Zhang Wenlu, Li Rongjian, Zeng Tao, Sun Qian, Kumar Sudhir, Ye Jieping, Ji Shuiwang
Department of Computer Science, Old Dominion University, Norfolk, VA, 23529.
School of Electrical Engineering and Computer Science, Washington State University, Pullman, WA, 99163.
IEEE Trans Big Data. 2020 Jun;6(2):322-333. doi: 10.1109/tbdata.2016.2573280. Epub 2016 May 30.
A central theme in learning from image data is to develop appropriate representations for the specific task at hand. Thus, a practical challenge is to determine what features are appropriate for specific tasks. For example, in the study of gene expression patterns in , texture features were particularly effective for determining the developmental stages from in situ hybridization images. Such image representation is however not suitable for controlled vocabulary term annotation. Here, we developed feature extraction methods to generate hierarchical representations for ISH images. Our approach is based on the deep convolutional neural networks that can act on image pixels directly. To make the extracted features generic, the models were trained using a natural image set with millions of labeled examples. These models were transferred to the ISH image domain. To account for the differences between the source and target domains, we proposed a partial transfer learning scheme in which only part of the source model is transferred. We employed multi-task learning method to fine-tune the pre-trained models with labeled ISH images. Results showed that feature representations computed by deep models based on transfer and multi-task learning significantly outperformed other methods for annotating gene expression patterns at different stage ranges.

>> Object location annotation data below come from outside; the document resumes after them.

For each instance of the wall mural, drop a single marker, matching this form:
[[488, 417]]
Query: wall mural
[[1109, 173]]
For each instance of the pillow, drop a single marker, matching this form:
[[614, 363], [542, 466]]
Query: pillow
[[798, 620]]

从图像数据中学习的一个核心主题是为手头的特定任务开发合适的表示形式。因此,一个实际的挑战是确定哪些特征适用于特定任务。例如,在研究[具体研究对象]中的基因表达模式时,纹理特征对于从原位杂交图像确定发育阶段特别有效。然而,这种图像表示不适用于受控词汇术语注释。在这里,我们开发了特征提取方法来生成原位杂交图像的分层表示。我们的方法基于可以直接作用于图像像素的深度卷积神经网络。为了使提取的特征具有通用性,使用包含数百万个标记示例的自然图像集对模型进行训练。然后将这些模型转移到原位杂交图像领域。为了解决源域和目标域之间的差异,我们提出了一种部分迁移学习方案,其中只转移源模型的一部分。我们采用多任务学习方法,用标记的原位杂交图像对预训练模型进行微调。结果表明,基于迁移和多任务学习的深度模型计算的特征表示在注释不同阶段范围内的基因表达模式方面明显优于其他方法。